Final example: Some people like to get decisions made and to have matters settled. Others are more comfortable keeping decisions open, staying flexible. Each tendency has advantages and each tendency has the shadow that it lacks the advantage of the other.
Sometimes we just need to remind ourselves: It’s OK to be who you are. You don’t have to beat yourself up because you have the shadow that comes with your gift. There are advantages to being tall and advantages to being short. You can’t have both. Yet sometimes we catch ourselves, in essence, wishing that we were both tall and short. If you didn’t have the shadow, you wouldn’t have the gift that comes with it, so relax. It’s OK to be the unique person that you are.
If you could really become the person that your inner critic seems to want you to become, we would lose so much. We would lose the gifts of who you are. Please remember that. Because when you beat up on yourself, you’re beating up on a friend of mine, and I kinda wish you wouldn’t do that.
When your inner critic starts in on you, talk back. Say, “OK, I appreciate that you’re trying to protect me, Inner critic. You want me to be competent and respected and liked. Thank you for your concern. And I realize that you are visiting with me today because some new challenge has arisen, or an old challenge has reasserted itself. And we didn’t want this particular challenge right now, so we’re wishing we had somehow headed it off. OK, let’s just be with that and look at that. If we had headed it off – if we had done something different or been a different kind of person – what would have been the cost? The full cost?”
Then you and that inner critic can have a reasonable conversation.
Suppose, for example, you forgot your anniversary, and now you’re in trouble. OK, so what would it have taken to have remembered and what would be the cost? Maybe it’s fairly simple – you can tell the calendar on your computer or smartphone to give you reminders both a day in advance and the morning of. In any case, it’s worth looking at why you forgot. The resources of your attention were somewhere else. You were focused on that. And focus is a gift – its shadow is that you’re not paying attention to other things.
If you weren’t so focused on that other thing, what would be the cost? Be honest with yourself. Given who you are, would that cost be worth it?

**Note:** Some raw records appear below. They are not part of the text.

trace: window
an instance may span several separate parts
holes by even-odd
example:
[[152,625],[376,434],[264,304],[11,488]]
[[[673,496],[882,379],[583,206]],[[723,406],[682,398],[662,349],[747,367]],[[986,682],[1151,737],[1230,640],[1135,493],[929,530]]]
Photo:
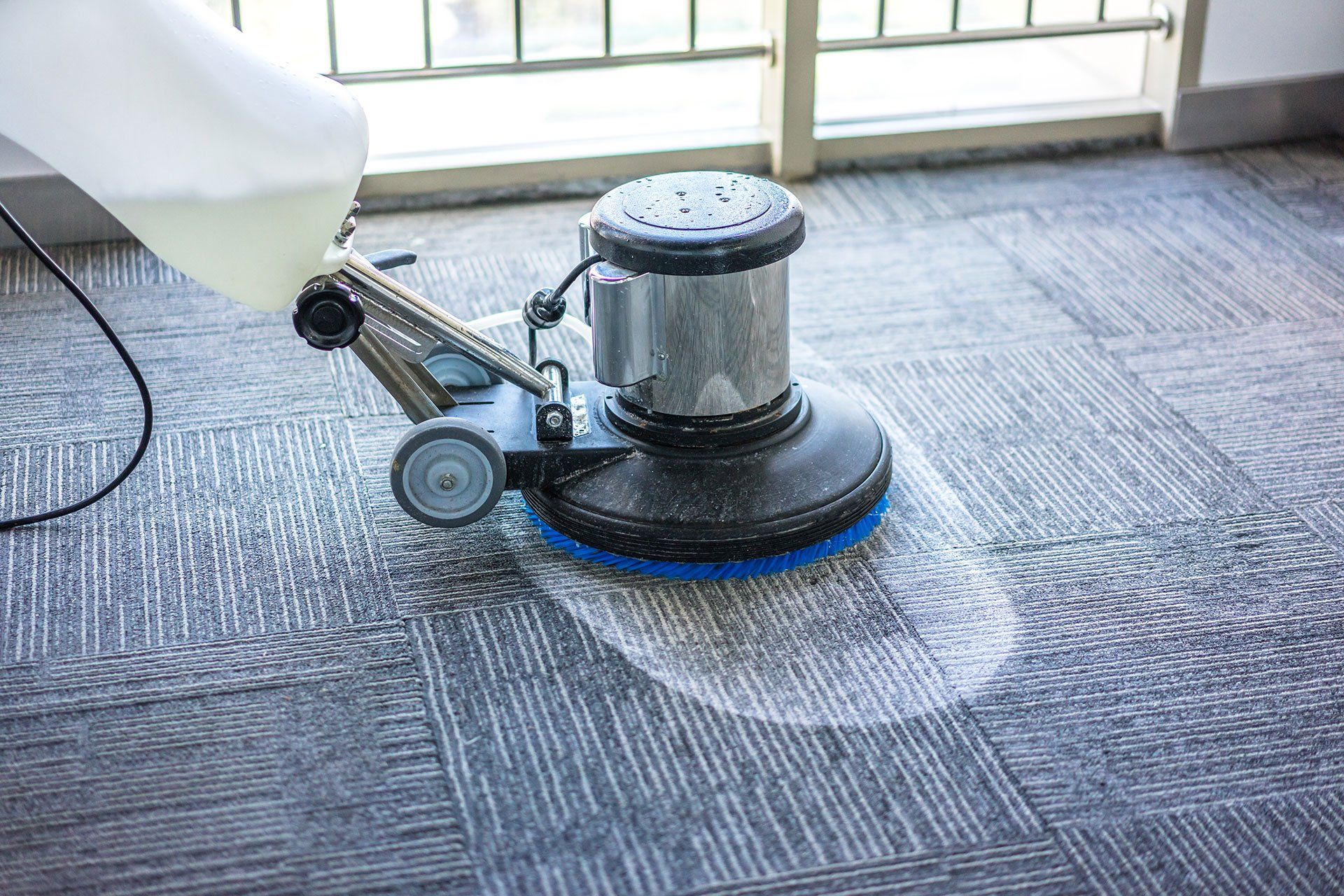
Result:
[[1172,28],[1149,0],[203,1],[349,85],[371,180],[396,192],[673,165],[806,175],[1034,121],[1012,138],[1152,133],[1149,56]]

Maybe so, maybe not.
Or suppose, for example, you find yourself in trouble for the opposite reason -- you weren’t focused on something your inner critic thinks you should have been focused on. You were paying attention to home, family, kids -- and at work you were tending to relationships, process, and clearing out your email inbox, but weren’t focused on just that one project which is now overdue. Well, OK. Look honestly: what would have been the cost of that focus? What would have gotten neglected if you had paid more attention to that project? What would have been the cost of the extra stress, of lost sleep, of exhausting yourself, of not taking care of yourself?

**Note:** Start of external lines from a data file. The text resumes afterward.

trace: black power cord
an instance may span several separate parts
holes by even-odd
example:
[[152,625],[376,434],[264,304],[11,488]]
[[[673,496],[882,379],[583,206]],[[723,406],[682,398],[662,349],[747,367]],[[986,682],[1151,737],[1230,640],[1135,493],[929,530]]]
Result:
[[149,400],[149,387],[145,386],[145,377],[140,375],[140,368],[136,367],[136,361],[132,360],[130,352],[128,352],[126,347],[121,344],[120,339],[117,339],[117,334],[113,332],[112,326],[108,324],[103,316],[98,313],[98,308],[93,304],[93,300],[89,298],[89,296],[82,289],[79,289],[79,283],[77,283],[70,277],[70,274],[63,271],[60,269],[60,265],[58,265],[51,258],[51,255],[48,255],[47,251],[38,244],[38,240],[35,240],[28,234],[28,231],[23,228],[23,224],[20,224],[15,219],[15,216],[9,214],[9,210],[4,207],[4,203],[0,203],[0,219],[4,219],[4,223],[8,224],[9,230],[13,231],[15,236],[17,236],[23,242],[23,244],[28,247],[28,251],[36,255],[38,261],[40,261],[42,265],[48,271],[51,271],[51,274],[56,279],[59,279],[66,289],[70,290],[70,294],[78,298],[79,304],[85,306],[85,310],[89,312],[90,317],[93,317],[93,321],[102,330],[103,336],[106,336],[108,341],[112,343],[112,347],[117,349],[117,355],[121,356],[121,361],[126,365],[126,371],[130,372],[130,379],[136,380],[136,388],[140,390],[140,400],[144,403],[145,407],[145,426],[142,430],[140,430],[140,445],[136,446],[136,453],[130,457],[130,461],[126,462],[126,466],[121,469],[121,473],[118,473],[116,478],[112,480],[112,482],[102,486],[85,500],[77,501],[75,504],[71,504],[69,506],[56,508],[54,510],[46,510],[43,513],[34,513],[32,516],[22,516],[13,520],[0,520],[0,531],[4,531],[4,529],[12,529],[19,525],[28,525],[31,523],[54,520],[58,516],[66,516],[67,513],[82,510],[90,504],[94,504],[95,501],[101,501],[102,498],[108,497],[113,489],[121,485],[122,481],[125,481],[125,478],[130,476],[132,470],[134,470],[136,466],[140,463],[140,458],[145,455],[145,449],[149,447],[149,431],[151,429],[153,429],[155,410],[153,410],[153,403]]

Once you’re honest about those costs, then you can decide whether they’re worth it – and if they aren’t, then what?
There’s always a reason for what you did and didn’t do – and the reason is NOT, “because you’re a stupidhead.”
You have gifts. You have shadows. And I hope that you see that the shadow isn’t some unnecessary mistake, some brokenness of your nature that could be fixed. The shadow is the absolutely necessary condition of your gift. The brokenness comes from trying to deny the shadow, from trying to be both tall and short. Wholeness becomes possible when we embrace our shadow and become the unique person that we are.